To detect particle locations in a tomogram, we identified local density peaks in the DoG filtered tomograms (referred to as the set *P)* [38]. However, not all local density maxima correspond to complexes. Local density maxima can also result from noise. These maxima typically have lower density values than those of real complexes. We therefore used a lower density threshold *T* to define the set of local density maxima that likely correspond to particles *P*
_{
t
}. The density threshold *T* and the set *P*
_{
t
} are defined as:

$$ T=m+t\cdot \frac{M-m}{K} $$

$$ {P}_t=\left\{v\ \in\ P\Big|D(v)\ \ge\ T\right\} $$

Where *M* is the maximum density value of all local maxima in *P*, *m* is the smallest density value for all local maxima, *K* = 20 is the number of bins, *t* = 0, 1, 2, …, *K* is the threshold level, *P*
_{
t
} is the set of local density peaks at threshold level t, which had density values larger than the threshold *T*. In this paper we assessed the particle picking performance with respect to the threshold level *t* and determined the optimal value of *t* that maximizes the detection of complexes in the crowded environment.

#### Evaluating the particle picking performance

### Assessment of true positives

To evaluate the particle picking performance, we need to determine correctly and falsely detected particles. We assume two conditions to define a true positive particle detection: First, the detected density peak should be close to the center of the true particle, i.e. the peak should be within a threshold radius from the true particle center. Second, we only count a true positive if only one local maximum is detected within the bounding sphere of the true particle. Multiple maxima within the bounding sphere would be counted as a false particle detection. Every local density peak can be assigned to at most one nearest particle.
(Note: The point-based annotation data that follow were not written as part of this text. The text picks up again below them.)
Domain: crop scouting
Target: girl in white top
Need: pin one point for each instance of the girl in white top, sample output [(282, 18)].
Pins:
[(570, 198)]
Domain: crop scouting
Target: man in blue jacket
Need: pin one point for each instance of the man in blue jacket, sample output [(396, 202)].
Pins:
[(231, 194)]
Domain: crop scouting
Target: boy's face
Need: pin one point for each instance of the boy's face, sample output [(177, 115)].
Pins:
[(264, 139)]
To determine if a local density maximum is a true positive detection, we first defined the relative shift ratio *S* as the quotient of the distance between a detected local density peak to the center of its nearest particle and the radius of the minimum bounding sphere of the corresponding complex.

$$ S=\frac{\left|{x}_p-{C}_g\right|}{R_g} $$

Where *x*
_{
p
} is the location of a local density peak, *C*
_{
g
} and *R*
_{
g
} are the center and radius of the minimum bounding sphere of its nearest complex. We set *S* ≤ 0.5 as a threshold to select local density peaks that are relatively near to the center of the ground truth complex. We can then determine how many particles are reliably detected with the DoG particle picking method.
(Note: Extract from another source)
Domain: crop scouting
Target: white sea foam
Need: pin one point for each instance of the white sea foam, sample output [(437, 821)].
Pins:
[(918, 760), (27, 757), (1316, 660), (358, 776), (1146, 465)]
### Statistical Analysis of particle picking performance

Precision and recall is widely used as an assessment of information retrieval and is used to evaluate particle picking performances in cryo electron microscopy [8, 37]. The precision is defined as the fraction of the correctly detected versus all the detected peaks whereas the recall is defined as the fraction of the correctly detected peaks to the total number of particles in the ground truth dataset:

$$ precision = \frac{\#TP}{\#TP+\#FP} $$

$$ recall = \frac{\#TP}{\#TP+\#FN} $$

With #TP as the number of true positives, #FP is the number of false positives, and #FN is the number of false negatives in the particle detection.
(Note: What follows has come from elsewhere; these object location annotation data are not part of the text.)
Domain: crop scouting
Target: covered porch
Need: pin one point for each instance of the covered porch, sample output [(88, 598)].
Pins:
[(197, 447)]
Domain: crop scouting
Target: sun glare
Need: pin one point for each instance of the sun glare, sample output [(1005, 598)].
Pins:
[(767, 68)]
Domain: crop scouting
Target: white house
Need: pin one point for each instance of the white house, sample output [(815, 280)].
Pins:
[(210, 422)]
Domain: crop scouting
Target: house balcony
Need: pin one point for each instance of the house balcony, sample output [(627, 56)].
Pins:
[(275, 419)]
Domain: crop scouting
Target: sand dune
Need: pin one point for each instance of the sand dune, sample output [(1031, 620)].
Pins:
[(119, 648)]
In addition to precision and recall, we also use the F-score to evaluate the overall particle picking performance [37]. The F-score is defined as the harmonic mean of precision and recall.

$$ F- score = \frac{2\cdot precision\cdot recall}{precision+ recall} $$

By calculating the harmonic mean of precision and recall, we can compare the particle picking performance for different parameter settings and determine the optimal setting for a given tomogram.